The implementation of the tools and structural changes continued into the sustainment phase, with five more tools implemented during the next 6 months. After 11 months, one more 75 min TeamSTEPPS refresher training was conducted for all the nursing staff. The leaders and the frontline healthcare staff used the tools in their daily work, and the changes were consolidated (Kotter’s step 7). They anchored the change to let the change effort to become a lasting part of the organizational culture (Kotter’s step 8). This step is the final leg of Kotter’s leading change model. The implementation period was 12 months.

An overview of the intervention is illustrated in Fig. 1, and more details are given in Table 1.

Fig. 1
figure 1

Overview of the intervention

Evaluations

The intervention will be evaluated by qualitative focus group interviews with healthcare personnel, and by quantitative questionnaires administered to healthcare personnel and patients. To study changes in patient safety culture, the Hospital Survey of Patient Safety Culture Questionnaire (HSOPS) [23, 24] will be used. To investigate the effect on the intervention on teamwork, the TeamSTEPPS Teamwork Perceptions Questionnaire (T-TPQ) [25, 26], the Collaboration and Satisfaction About Care Decisions in Teams Questionnaire (CSACD-T) [27, 28], and the TeamSTEPPS Teamwork Attitude Questionnaire (T-TAQ) [29, 30] will be used. To explore patients experiences with the quality of care, the Quality from Patient’s Perspective (QPP) questionnaire will be used [31]. Moreover, anonymous patient data from hospital complication register, Global Trigger Tool data will be used to evaluate the effect of the intervention. Table 2 gives an overview of the evaluation methods in relation to the specific objectives, design and sample. For further details see the published study protocol [10].

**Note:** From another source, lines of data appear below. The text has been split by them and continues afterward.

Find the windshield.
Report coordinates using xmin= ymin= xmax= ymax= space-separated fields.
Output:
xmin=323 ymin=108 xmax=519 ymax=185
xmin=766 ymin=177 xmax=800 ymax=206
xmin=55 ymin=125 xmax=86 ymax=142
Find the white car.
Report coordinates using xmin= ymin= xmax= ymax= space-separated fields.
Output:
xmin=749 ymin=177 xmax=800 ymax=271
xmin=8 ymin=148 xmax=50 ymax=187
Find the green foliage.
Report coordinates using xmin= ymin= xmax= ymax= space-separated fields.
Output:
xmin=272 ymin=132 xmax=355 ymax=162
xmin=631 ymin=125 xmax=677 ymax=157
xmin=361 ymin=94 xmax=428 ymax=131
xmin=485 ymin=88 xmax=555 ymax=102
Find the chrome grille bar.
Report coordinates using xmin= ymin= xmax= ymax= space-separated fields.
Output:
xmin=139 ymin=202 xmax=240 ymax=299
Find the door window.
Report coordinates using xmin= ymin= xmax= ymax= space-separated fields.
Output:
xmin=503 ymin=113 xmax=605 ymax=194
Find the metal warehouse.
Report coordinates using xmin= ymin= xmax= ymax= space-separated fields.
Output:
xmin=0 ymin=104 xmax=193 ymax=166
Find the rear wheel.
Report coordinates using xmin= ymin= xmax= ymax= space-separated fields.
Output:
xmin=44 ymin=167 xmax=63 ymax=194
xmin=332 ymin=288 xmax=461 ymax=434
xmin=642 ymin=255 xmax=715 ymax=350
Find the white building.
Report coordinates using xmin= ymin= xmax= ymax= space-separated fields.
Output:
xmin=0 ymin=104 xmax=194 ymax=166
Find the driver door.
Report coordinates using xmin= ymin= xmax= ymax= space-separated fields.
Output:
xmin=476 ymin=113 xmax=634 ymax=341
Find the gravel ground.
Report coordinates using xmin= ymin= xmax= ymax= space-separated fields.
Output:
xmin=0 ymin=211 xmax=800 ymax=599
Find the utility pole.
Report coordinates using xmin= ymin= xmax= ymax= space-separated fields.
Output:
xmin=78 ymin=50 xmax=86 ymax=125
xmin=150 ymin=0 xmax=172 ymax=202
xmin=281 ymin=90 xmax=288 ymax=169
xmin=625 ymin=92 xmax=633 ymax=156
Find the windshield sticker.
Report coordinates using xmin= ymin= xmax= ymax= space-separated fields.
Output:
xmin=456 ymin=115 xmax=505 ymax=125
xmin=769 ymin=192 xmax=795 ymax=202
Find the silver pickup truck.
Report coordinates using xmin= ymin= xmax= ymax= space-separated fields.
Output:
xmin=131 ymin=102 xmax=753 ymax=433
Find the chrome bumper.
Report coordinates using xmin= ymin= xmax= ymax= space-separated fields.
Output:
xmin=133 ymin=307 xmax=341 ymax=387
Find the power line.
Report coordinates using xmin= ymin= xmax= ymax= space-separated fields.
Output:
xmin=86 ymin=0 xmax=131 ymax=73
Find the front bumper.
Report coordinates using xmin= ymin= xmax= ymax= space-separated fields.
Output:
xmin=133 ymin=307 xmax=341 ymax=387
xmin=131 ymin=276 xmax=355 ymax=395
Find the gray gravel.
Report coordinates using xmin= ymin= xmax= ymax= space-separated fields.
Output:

Table 2 Overview of evaluation methods in relation to the specific objectives, design and sample

Limitations

The main limitations of these studies are as follows: (1) the change of the Unit Nurse Manager during the study period might have influenced the results, (2) the research team had limited control of the intervention, and (3) the convenience sample of the intervention ward could be a possible bias.